But the name of the game in the backbone remains trade-offs, and speeding up transmission rates causes new complications: putting more bits per second into a fiber requires more power, and at higher powers, the interference between channels increases. Also, at these remarkable rates, tiny flaws in the glass itself start to interfere with the flow of data.
Engineers going for speed must compensate for such effects by increasing the buffer zone of unused spectrum between channels: a 40-gigabit-per-second line speed, for example, may require buffers of 100 gigahertz between channels instead of 50 gigahertz. The math is still favorable: the fibers will deliver half the channels at four times the speed, doubling capacity.
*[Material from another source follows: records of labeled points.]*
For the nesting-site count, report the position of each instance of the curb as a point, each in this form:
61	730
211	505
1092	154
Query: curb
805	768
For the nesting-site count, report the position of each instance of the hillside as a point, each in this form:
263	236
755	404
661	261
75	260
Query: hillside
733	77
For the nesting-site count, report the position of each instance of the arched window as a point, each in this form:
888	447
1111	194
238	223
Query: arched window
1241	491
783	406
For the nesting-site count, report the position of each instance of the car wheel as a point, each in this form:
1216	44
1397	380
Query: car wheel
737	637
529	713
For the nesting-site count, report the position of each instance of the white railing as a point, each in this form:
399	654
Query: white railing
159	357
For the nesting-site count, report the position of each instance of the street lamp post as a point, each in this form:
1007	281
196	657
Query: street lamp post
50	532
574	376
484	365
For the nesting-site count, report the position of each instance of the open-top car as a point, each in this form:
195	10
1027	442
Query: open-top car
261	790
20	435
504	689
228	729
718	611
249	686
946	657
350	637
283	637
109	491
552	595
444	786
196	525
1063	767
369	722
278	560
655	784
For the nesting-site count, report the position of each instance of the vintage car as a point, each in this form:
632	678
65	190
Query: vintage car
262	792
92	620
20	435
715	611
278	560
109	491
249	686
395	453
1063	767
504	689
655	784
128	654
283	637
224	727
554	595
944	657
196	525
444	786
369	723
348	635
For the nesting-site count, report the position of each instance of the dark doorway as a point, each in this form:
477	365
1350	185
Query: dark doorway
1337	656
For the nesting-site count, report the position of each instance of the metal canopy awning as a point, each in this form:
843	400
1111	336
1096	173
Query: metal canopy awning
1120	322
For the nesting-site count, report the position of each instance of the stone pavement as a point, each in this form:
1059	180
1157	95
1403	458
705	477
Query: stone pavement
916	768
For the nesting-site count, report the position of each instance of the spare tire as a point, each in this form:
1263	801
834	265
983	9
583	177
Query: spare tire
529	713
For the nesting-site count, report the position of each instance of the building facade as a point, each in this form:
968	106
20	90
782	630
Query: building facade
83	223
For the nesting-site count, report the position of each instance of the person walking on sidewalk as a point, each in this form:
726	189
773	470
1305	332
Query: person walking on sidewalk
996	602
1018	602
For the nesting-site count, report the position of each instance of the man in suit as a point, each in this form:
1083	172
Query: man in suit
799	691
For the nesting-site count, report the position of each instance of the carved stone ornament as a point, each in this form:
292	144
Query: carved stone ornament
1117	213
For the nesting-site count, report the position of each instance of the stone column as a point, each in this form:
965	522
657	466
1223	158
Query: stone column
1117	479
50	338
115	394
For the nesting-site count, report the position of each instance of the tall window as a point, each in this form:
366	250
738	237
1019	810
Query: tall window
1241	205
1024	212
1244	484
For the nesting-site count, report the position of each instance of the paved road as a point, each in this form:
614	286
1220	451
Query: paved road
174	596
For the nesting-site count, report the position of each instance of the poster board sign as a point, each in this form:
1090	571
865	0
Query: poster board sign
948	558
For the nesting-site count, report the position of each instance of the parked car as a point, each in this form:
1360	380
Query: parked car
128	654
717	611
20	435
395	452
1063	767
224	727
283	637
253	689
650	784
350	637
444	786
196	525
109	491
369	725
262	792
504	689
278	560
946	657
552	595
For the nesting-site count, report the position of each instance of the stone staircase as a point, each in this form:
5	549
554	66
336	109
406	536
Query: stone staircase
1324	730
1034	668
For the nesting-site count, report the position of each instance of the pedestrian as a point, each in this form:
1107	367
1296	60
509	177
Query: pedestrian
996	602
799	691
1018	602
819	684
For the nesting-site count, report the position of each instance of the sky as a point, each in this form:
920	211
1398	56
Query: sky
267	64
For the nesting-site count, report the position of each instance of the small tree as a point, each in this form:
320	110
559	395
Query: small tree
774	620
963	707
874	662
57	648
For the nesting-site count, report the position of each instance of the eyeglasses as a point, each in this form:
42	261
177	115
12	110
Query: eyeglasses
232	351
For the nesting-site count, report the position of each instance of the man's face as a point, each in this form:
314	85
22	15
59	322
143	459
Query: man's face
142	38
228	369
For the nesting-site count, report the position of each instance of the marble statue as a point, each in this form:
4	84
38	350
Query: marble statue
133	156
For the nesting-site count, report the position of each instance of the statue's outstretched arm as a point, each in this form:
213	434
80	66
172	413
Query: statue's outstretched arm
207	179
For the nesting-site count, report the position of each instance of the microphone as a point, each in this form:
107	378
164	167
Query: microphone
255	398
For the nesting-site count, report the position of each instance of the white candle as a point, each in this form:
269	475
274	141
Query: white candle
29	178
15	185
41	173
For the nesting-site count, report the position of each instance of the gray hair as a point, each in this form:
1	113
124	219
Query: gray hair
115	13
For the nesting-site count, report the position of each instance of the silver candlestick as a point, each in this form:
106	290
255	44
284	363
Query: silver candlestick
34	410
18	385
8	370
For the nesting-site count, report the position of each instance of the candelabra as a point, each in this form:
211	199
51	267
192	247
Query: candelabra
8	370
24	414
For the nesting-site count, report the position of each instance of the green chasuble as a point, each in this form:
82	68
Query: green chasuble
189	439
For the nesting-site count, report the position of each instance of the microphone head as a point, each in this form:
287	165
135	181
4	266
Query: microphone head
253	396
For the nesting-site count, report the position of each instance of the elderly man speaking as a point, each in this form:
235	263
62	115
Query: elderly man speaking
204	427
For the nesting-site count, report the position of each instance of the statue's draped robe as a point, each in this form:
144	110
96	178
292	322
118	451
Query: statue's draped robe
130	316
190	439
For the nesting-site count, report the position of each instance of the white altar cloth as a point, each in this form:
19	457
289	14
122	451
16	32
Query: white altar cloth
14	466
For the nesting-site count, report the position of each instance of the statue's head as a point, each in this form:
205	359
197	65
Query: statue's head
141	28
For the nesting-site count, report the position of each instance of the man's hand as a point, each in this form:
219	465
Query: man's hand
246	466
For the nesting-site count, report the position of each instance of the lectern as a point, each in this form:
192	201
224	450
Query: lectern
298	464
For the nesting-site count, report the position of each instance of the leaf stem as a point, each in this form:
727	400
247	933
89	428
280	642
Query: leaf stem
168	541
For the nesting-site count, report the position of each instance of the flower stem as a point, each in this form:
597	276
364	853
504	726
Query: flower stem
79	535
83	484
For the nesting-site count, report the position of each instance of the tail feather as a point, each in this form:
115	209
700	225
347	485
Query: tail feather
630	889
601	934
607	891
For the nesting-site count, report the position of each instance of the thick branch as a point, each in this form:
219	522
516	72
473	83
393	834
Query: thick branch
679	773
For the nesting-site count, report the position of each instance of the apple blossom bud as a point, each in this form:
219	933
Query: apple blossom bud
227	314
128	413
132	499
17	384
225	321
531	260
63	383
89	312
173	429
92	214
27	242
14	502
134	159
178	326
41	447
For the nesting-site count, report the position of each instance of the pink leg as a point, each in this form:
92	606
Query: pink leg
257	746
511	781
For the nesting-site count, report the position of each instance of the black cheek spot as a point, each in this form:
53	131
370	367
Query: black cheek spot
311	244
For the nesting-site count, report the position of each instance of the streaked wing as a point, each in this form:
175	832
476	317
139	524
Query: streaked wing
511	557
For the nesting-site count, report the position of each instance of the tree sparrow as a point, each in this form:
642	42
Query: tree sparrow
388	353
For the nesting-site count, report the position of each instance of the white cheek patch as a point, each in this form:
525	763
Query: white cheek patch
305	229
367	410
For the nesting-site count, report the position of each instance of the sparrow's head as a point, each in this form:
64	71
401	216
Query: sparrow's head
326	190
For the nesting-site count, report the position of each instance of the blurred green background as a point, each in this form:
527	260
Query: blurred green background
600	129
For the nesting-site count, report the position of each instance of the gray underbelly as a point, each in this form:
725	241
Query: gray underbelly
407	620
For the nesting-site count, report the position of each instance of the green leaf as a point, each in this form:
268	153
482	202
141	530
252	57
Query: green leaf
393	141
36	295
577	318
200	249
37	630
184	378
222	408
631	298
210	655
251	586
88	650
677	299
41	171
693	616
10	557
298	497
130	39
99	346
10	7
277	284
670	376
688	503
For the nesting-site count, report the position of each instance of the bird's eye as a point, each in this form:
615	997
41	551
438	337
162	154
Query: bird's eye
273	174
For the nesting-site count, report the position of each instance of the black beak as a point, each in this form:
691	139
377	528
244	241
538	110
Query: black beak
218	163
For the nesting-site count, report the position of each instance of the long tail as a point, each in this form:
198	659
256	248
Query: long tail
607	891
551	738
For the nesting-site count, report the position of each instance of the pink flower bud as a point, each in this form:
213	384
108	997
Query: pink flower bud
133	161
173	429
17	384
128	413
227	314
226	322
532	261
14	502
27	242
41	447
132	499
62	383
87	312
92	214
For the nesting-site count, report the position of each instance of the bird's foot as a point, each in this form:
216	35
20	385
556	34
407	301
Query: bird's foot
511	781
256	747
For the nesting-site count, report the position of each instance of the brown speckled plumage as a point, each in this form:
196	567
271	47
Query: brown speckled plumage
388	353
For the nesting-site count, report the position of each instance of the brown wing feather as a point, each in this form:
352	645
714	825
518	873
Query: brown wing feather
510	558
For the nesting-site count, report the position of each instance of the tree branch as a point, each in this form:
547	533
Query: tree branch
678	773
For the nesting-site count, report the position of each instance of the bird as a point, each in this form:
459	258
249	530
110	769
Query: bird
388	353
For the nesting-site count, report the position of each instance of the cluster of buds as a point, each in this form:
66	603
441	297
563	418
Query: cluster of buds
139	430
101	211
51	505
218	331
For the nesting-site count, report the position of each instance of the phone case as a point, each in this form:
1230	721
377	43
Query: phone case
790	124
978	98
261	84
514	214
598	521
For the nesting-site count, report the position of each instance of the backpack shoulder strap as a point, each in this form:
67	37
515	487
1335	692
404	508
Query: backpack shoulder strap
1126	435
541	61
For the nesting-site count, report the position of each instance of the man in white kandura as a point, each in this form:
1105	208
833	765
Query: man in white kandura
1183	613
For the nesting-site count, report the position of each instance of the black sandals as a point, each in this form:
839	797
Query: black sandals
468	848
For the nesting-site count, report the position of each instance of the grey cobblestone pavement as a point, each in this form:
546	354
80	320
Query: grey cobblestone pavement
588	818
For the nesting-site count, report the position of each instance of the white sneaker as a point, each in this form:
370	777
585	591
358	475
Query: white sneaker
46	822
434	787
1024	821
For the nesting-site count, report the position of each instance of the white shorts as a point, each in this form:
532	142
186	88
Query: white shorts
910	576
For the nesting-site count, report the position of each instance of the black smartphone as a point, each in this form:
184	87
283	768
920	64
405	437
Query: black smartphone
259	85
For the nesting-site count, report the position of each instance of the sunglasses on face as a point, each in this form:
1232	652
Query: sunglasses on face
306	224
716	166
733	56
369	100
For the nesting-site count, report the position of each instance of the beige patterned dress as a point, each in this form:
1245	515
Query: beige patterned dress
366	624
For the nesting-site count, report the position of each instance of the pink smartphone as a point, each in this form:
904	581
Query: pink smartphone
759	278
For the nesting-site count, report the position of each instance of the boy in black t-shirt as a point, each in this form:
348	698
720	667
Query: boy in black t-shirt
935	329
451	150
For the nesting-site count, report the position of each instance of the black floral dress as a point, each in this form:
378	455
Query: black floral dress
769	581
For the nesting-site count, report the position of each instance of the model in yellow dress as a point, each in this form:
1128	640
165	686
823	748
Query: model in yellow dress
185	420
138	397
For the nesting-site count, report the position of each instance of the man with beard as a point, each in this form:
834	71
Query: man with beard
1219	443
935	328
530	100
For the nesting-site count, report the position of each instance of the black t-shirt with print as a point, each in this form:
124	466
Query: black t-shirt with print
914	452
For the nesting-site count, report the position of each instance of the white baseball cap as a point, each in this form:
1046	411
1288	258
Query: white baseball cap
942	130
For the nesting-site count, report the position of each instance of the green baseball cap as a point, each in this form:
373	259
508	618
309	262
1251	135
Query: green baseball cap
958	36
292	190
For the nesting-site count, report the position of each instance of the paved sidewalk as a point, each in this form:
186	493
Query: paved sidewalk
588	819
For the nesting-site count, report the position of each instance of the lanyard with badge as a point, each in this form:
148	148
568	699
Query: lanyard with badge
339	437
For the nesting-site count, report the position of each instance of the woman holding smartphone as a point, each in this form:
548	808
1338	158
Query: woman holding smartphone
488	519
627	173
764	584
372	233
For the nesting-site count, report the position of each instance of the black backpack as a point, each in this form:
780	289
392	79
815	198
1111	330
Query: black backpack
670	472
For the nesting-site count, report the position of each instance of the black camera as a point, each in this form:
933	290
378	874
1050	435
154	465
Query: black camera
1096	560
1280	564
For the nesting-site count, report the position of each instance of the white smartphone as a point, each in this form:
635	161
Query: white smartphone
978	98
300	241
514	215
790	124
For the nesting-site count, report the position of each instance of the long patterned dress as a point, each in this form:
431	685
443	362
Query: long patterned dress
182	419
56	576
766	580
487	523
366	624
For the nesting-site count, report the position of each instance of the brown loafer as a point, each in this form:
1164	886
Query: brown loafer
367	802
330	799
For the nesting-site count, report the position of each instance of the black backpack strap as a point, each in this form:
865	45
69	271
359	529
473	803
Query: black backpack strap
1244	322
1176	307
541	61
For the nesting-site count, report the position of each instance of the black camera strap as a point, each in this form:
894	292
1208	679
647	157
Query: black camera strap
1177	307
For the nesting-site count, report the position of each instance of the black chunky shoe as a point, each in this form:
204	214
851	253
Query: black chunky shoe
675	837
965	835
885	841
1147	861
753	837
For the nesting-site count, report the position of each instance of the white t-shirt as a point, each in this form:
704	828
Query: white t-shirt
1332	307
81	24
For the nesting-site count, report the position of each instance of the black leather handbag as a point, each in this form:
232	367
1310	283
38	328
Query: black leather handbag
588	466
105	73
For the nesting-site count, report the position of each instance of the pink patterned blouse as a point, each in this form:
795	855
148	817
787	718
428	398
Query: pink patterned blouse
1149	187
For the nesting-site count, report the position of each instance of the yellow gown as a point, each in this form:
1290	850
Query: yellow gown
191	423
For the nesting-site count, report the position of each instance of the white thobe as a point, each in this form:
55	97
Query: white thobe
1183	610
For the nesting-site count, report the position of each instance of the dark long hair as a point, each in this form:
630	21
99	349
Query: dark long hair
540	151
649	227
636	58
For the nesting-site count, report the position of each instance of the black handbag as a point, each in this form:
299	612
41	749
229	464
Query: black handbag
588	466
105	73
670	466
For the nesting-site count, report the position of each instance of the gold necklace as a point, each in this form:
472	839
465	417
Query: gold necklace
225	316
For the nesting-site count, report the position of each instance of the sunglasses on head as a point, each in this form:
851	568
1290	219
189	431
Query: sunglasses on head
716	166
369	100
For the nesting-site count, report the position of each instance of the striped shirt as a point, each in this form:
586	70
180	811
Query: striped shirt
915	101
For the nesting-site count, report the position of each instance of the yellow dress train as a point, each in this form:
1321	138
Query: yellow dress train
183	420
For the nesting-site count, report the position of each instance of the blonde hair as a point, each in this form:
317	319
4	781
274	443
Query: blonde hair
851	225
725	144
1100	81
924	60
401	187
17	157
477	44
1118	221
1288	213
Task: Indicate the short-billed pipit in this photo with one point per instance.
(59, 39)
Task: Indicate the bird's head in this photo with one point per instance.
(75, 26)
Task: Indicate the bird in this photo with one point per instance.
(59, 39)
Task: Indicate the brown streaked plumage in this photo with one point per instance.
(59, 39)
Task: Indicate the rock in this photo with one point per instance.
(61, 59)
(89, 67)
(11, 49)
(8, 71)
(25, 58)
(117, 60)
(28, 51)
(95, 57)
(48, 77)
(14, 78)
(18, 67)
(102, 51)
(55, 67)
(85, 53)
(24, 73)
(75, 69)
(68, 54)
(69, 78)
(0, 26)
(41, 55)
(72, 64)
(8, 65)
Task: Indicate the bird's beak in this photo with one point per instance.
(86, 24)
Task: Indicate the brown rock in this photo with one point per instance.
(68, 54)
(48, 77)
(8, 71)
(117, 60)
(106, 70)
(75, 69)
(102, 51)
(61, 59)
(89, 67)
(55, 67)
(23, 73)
The stakes involved in improving transmission rates in the backbone, however, are so great that for every obstacle, there are teams of engineers working to overcome it. Scientists at NEC America’s Public Networks Group are working on a way to squeeze channels together, even at high speeds, by taking advantage of the fact that light is polarized. Imagine moving a jump rope rapidly up and down to make waves, which move up toward the ceiling and down toward the floor. Such waves would be “vertically polarized.” Now start moving the jump rope from side to side, so the waves move toward the walls. Your jump rope has become horizontally polarized. The NEC approach divides a light beam into 160 channels, each 50 gigahertz apart, and gives neighboring channels different polarizations. Two channels with the same polarization are thus still 100 gigahertz apart. While channels next to one another are likely to interfere with one another when they have the same polarization, channels with different polarizations are not. Such an approach will boost total capacity per fiber to 6.4 trillion bits (6.4 terabits) per second and is projected to be available in two to three years.
And improvements continue in labs worldwide. In March, researchers from the French company Alcatel, which develops fiber and components for both land-based and undersea optical systems, announced they’d developed a system reaching 10.2 terabits per second. Also in March, researchers at NEC announced an experiment in which they tweaked amplifiers to get access to a wider wavelength band, increasing transmission rates to 10.9 terabits per second.